Friday, March 19, 2010

Learned Something New!


Thanks to Crimson Purl I saw this on her sight.
The Truth
Posted by Virtuous at 12/16/2007

You know how you just happen to pay attention to something more after you are really into it.


Well I came across the picture below last night flipping thru the Knit.1 Winter 2007 mag and on the very last page I had to seriously pause and give notice to her:

Feminist abolitionist, suffragette, and evangelist Sojourner Truth


I always knew who Sojourner Truth was and her significance in black history, but I then had to do some research on her now that I realized she was a knitter!!

I discovered this fabulous "knitstory"on her:

"It is not surprising that Isabella Van Wagenen, a Dutch-speaking African slave girl in Ulster County, New York , was a prolific spinner and knitter. Most women of that early 19th century Dutch community spun wool and knitted garments for protection against the blustery winters of that rugged, rural area. What is surprising is the creativity with which Isabella turned the common domestic art of knitting into a tool of self-sufficiency and self-definition.

Born into slavery at the turn of the 19th century, Isabella was required to spin and knit by the various New York slave owners for whom she labored during her childhood and teen years. Convicted by what she considered to be the commanding voice of God, however, she took major steps to transform her life. In 1826, one year before legal manumission in New York, she followed that voice and simply walked away from her slave master. In 1843, she was called to rename herself Sojourner Truth and to become an itinerant preacher.

Truth spent much of the time between 1830 and 1846 in religious communes doing domestic work, which included spinning and knitting. During the following years, as a spokesperson for the abolitionist and women’s suffrage movements, knitting circles were part of the social life that Truth shared with the white women with whom she spent most of her time.

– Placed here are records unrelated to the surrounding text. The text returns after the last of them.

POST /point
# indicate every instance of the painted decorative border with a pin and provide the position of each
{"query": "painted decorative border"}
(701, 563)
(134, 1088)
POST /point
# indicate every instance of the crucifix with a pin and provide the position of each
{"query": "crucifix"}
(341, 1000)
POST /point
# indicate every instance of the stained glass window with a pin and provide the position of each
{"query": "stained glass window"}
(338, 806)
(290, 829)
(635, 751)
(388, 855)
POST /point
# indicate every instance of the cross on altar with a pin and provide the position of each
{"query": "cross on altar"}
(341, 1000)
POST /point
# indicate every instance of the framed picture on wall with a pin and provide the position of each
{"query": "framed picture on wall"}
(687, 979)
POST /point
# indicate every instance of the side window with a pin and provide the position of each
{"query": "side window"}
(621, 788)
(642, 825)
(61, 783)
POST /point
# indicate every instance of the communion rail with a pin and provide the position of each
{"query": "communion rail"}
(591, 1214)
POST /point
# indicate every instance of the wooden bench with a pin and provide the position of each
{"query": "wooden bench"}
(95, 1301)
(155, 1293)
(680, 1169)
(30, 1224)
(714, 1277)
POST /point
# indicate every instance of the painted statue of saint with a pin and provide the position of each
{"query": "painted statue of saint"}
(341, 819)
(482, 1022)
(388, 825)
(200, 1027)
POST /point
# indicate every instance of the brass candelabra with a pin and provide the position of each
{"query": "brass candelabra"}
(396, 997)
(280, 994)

Although Sojourner Truth was a compelling public speaker, the very attributes that bolstered her charismatic presence were used to sabotage her effectiveness. Layering commonly held, negative stereotypes about Black women with aspersions about her gender, detractors claimed that Truth’s gaunt, tall, masculine body and deep, guttural, Dutch-accented voice were those of a man. Even Truth supporters, such as Harriet Beecher Stowe, chose to inaccurately characterize Truth as a naïve, exotic African, who spoke in ungrammatical, southern dialect.

The ingenious activist, Truth, responded by having her photograph imprinted on cartes-de-visite and cabinet cards, the business cards of that era. She went to great lengths to be photographed in beautifully tailored, feminine clothing, as she posed amidst carefully arranged symbols of middle class respectability, especially her knitting needles and yarn. According to Truth biographer, Nell Irvin Painter, “Truth actually did knit, but in her photographs, she holds her yarn in only one hand, so that it conveys a motherly womanliness central to her self-fashioning.”

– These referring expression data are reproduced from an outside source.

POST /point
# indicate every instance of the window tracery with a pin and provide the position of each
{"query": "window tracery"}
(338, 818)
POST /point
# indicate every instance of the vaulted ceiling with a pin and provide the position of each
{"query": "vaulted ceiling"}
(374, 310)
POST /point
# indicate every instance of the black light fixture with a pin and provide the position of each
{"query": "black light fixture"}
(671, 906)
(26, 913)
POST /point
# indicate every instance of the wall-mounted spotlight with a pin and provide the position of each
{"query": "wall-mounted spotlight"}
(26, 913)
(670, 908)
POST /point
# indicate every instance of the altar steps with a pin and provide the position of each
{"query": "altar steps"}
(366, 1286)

During and after the Civil War, Truth used knitting as a life-changing tool in another way. Traveling to various refugee camps for former slaves, she became a teacher and advisor for fugitives and former slaves. At Freedom Village in Arlington Heights , Virginia in the 1860’s and at enclaves sponsored by the Kansas Freedmen’s Relief Association in the 1870’s, Truth taught knitting as a part of her regimen of industriousness and self-sufficiency.

After spending a number of years on the lecture circuit, Sojourner Truth spent her latter years with her daughters in Battle Creek , Michigan , where she received lots of admiring visitors, and undoubtedly interspersed her visits with knitting, a domestic art that she cherished. Truth’s journey testifies to the potency of yarn and two needles in knitting the threads of a life of service, survival, self-sufficiency, and even self-definition.

~ Sojourner Truth: A Life, a Symbol by Nell Irvin Painter

*And if you want to learn more about Sojourner here is a brief summary of her. Also, a few more facts about her knitting, injured hand, and how she even purchased her own yarn!

*Of course I had to include her infamous speech that makes you feel like you should not have one complaint in the world and that you can do anything! THIS is the original superwoman.


Aint I a Woman?
(poetic version)


That man over there say
a woman needs to be helped into carriages
and lifted over ditches
and to have the best place everywhere.
Nobody ever helped me into carriages
or over mud puddles
or gives me a best place. . .
And ain't I a woman?
Look at me
Look at my arm!
I have plowed and planted
and gathered into barns
and no man could head me...
And aint I a woman?
I could work as much
and eat as much as a man--
when I could get to it--
and bear the lash as well
and ain't I a woman?


I have born 13 children
and seen most all sold into slavery
and when I cried out a mother's grief
none but Jesus heard me. . .
and ain't I a woman?


That little man in black there say
a woman can't have as much rights as a man
cause Christ wasn't a woman
Where did your Christ come from?
From God and a woman!


Man had nothing to do with him!
If the first woman God ever made
was strong enough to turn the world upside down, all alone
together women ought to be able to turn it
right side up again.



~ Delivered 1851 Women's Convention, Akron, Ohio


I just had to take a moment and honor this magnificent knitter!